Earlier we discussed about Supervised Learning, where we tend to find the “right answer” based upon our given data sets( training examples) for the given problem. In Unsupervised Learning, however, the data sets are not mentioned with their characteristics. We, are not told what to do with your data (training) sets.
So, our problem is like- “See, here is data set can you find some structured pattern out of it?” Unlike in Supervised Learning, you won’t be given the task to find an “exact answer” per se, but you need to tell the predictable pattern for the given data sets. And, that is what Unsupervised Learning is all about.
We are given a data with no or same label. We need to deduce a pattern among the data, without knowing the actual property of the same. Given this in hand, with Unsupervised Learning we will divide the data into two simpler clusters. Basically what we are doing with Unsupervised Learning? We are taking a chunk of data sets which we don’t have any idea about and we need to find a pattern with regard to it, so we sub divide those data sets into small clusters to perform our algorithms. This, Unsupervised Learning Algorithm is also called as Clusters Algorithm.
Let’s see it via an example in order to surface this more clearly. Best example is Google news. If you haven’t seen it already then do visit google news.
You will find a sorted arranged pattern of all the latest news updates from various publishing platform at one place that is at Google news. So, you kind of see something like this on that page.
So, notice how carefully laid news from almost all publishing house are portrayed over here. As you can see that, the clusters of all the URLs of different e- news portal sharing the same news are mentioned at one place. Let’s take the very first news item here( where it states- “Canada’s air assault daunting mission against ISIS”) –
Now, if you click the news you will be directed to the URL of that news in this case it is this–
So, while clicking one URL you are directed to the main news covered by that e-publishing platform. While, if you see the thumbnails below the main featured news at Google news, you will find that they all represent one or the other e-news publishing platforms. With every thumbnail representing URL of that particular portal. Hence, basically, what Google is doing? It is taking one news( or related news) and clustering all the URLs of all e-publishing platform at one place. So, that people can read the single news in one or more related URLs.
As you can clearly see above, the Google News have a cluster of same( or related) news update for different URL ( so called e-publishing websites). Hence, that’s my friend, is the perfect example of Unsupervised Learning(Cluster) Algorithm. Every damn story for the same topic from different Google results are cluster together to make them accessible, this is a very efficient way to read stories, isn’t it?
Let’s take another example of Unsupervised Learning. While, this time we will deal with an example of Genetics per se.
Here, we have a Genes vs Individuals Graph(DNA micro array data) depicting the kind of Gene an individual have. So, all the colors ( green,grey, red and so on) depicts the presence(or absence) of a particular type of genes an individual have ( or do not have). So, our task is to find how much of the particular Genes that the particular Individual possesses and/or do not possesses?
What we can do is, we can group(or cluster) together the categories we can have for different types of people having different genes. So, this the example of Unsupervised Learning, as we are not telling the Genetics array that who are type-1 people and who are type -2 people and so on. We, just have clustered them with different types.
We are just stating that, we have a bunch of data, we don’t know what type of data is it, we don’t know the structure of it and we certainly don’t know what type of individuals are there in it. So, can you automatically generate a pattern for us or can you divide them into simpler clusters so that we can recognize a pattern for it? Since, we are not giving the algorithm , it’s “right answer” for the given data sets, hence this falls in Unsupervised Learning.
Well, Unsupervised Learning do finds it’s applications in various industries and is very diversified. Some further down the lane applications –
Organize Computing Clusters -It finds it’s use for very large chunk of data. From organizing the large cluster of data and providing which cluster belongs to which machine for that particular data.
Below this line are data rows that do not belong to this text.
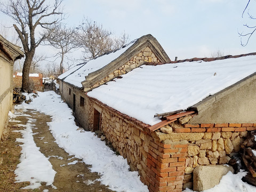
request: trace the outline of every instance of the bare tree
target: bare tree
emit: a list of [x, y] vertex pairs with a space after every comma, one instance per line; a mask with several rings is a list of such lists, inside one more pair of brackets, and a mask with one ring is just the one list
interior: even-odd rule
[[[243, 12], [243, 14], [242, 14], [242, 17], [244, 18], [244, 15], [245, 14], [245, 12], [247, 11], [247, 15], [248, 15], [249, 18], [250, 20], [256, 20], [256, 17], [253, 16], [251, 13], [251, 12], [250, 12], [250, 9], [249, 8], [251, 3], [251, 0], [249, 0], [246, 7], [244, 9], [244, 11]], [[242, 33], [238, 32], [238, 34], [241, 37], [241, 45], [243, 46], [245, 46], [247, 45], [247, 44], [249, 42], [250, 39], [251, 38], [251, 37], [255, 32], [255, 31], [256, 31], [256, 25], [251, 25], [246, 23], [244, 25], [244, 26], [246, 27], [247, 29], [249, 29], [250, 31], [249, 33], [244, 33], [243, 32]], [[243, 41], [242, 41], [243, 37], [245, 37], [246, 39], [245, 43], [243, 43]]]
[[101, 25], [89, 19], [84, 19], [77, 29], [79, 31], [77, 41], [79, 47], [83, 49], [85, 60], [120, 48], [129, 40], [125, 33], [121, 37], [113, 37], [110, 31], [104, 29]]
[[46, 57], [43, 55], [35, 54], [31, 63], [30, 71], [33, 73], [41, 73], [41, 63], [44, 61]]
[[51, 75], [57, 77], [59, 70], [59, 66], [57, 63], [49, 62], [46, 64], [44, 74], [45, 77], [50, 77]]
[[61, 74], [63, 70], [63, 62], [67, 62], [67, 61], [70, 60], [67, 54], [71, 53], [75, 49], [78, 47], [75, 41], [77, 29], [67, 28], [65, 26], [60, 25], [52, 29], [49, 29], [47, 33], [48, 43], [46, 43], [46, 44], [51, 45], [57, 49], [58, 52], [54, 58], [55, 60], [60, 58], [59, 74]]
[[47, 29], [62, 19], [60, 7], [62, 1], [9, 0], [5, 3], [0, 3], [0, 11], [14, 22], [13, 27], [24, 49], [26, 58], [22, 70], [23, 91], [29, 88], [29, 68], [36, 49], [47, 38], [42, 30], [40, 33], [36, 29]]

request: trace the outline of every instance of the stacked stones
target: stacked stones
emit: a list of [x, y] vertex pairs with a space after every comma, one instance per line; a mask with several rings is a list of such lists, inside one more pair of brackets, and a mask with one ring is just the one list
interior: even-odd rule
[[149, 143], [152, 140], [143, 128], [107, 110], [101, 113], [101, 128], [113, 147], [124, 158], [132, 171], [138, 171], [146, 180]]
[[140, 53], [135, 55], [130, 61], [125, 63], [125, 64], [120, 67], [118, 69], [113, 71], [108, 76], [106, 77], [90, 88], [93, 89], [103, 84], [106, 82], [113, 79], [114, 78], [125, 74], [132, 69], [143, 65], [145, 62], [160, 62], [159, 60], [149, 47], [146, 47], [145, 49], [141, 50]]

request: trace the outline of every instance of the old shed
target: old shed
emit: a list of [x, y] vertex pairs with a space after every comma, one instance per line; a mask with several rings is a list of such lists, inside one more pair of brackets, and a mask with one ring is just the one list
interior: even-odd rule
[[20, 49], [0, 35], [0, 138], [12, 109], [13, 63], [24, 56]]

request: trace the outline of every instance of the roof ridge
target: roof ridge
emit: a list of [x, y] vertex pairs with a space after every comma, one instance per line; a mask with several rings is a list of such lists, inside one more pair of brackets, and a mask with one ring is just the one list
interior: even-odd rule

Social Network Analysis – With social network analysis, wherein given a knowledge of all your Facebook friends the Unsupervised Learning Algorithm can identify which are the cohesive group of friends or people in general you need to follow. Remember here, we don’t know what is the “right answer” for the people you need to follow, but we deal with structured pattern which we can observe with your friend circle in Facebook ( or any other social networking site for that matter). –
Market Segmentation – Well certain large companies do have a big databases of their customers. So, by using Unsupervised Learning, we can segment them into different groups (clusters) of market segments in order to identify the needs customers care for. With that concept you can very well understand the demography of your customers and hence you can efficiently sell or market your business to them. Again, one might wonder how this is Unsupervised Learning? Well, here we know the data sets( customers) but we don’t know the behavior of customers and market segments in advance. We don’t know who is in market segment 1, who is in market segment-2 so on and so forth; in advance. So, we need to let the algorithm discover the type of market segmentation that these customers will be put onto.
Astronomical Data Analysis – Now this has come to a little surprise for us. Surprisingly, Unsupervised Learning are able to provide some good analysis for data related to astronomy. These cluster algorithms do give interesting output regarding the data of various astronomical and galactic data outputs while dealing with the studies of stars, asteroids and planets.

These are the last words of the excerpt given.